August 31, 4:02 PM PDT We have resolved the issue affecting network connectivity within a single Availability Zone (usw2-az2) in the US-WEST-2 Region. Beginning at 10:58 AM PDT, we experienced network connectivity issues for Network Load Balancer, NAT Gateway and PrivateLink endpoints within the US-WEST-2 Region.
At 2:45 PM, some Network Load Balancers, NAT Gateways and PrivateLink endpoints began to see recovery and by 3:35 PM, all affected Network Load Balancers, NAT Gateways and PrivateLink endpoints had fully recovered. The issue has been resolved and the service is operating normally.
— from AWS Service Health Dashboard
Regions and Zones
In order to better explain the incident, we need to dive a little bit into what AWS regions and availability zones are.
AWS has the concept of a Region, which is a physical location around the world where we cluster data centers. We call each group of logical data centers an Availability Zone. Each AWS Region consists of multiple, isolated, and physically separate AZs within a geographic area.
Each AZ has independent power, cooling, and physical security and is connected via redundant, ultra-low-latency networks.
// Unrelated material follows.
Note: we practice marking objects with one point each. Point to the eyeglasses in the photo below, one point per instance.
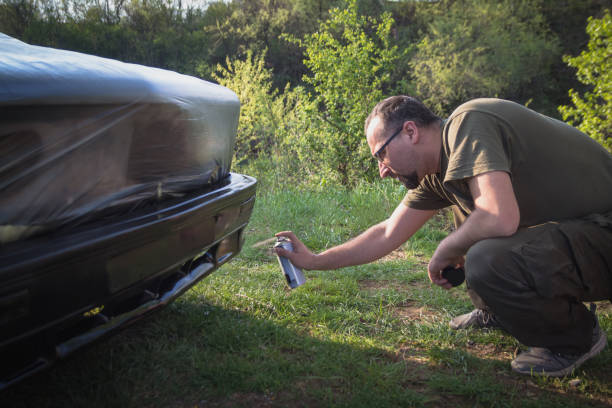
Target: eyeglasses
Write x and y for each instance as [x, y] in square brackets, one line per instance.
[380, 154]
AWS customers focused on high availability can design their applications to run in multiple AZs to achieve even greater fault-tolerance.
— excerpt from AWS Regions and Availability Zones
Picture - Multiple Availability Zones in an AWS region
Regarding the incident, requests to any service deployed in the impacted availability zone (data center) were very slow, or failing (timing out) at a higher rate - in the case of this incident our telemetry measured a fail rate around 10-15%.
Cloud applications (usually) consist of multiple services. Here are a few examples of how the impact could look like. If a fictional application:
- was leveraging only the affected AZ with their services it would be failing at 10-15% rate.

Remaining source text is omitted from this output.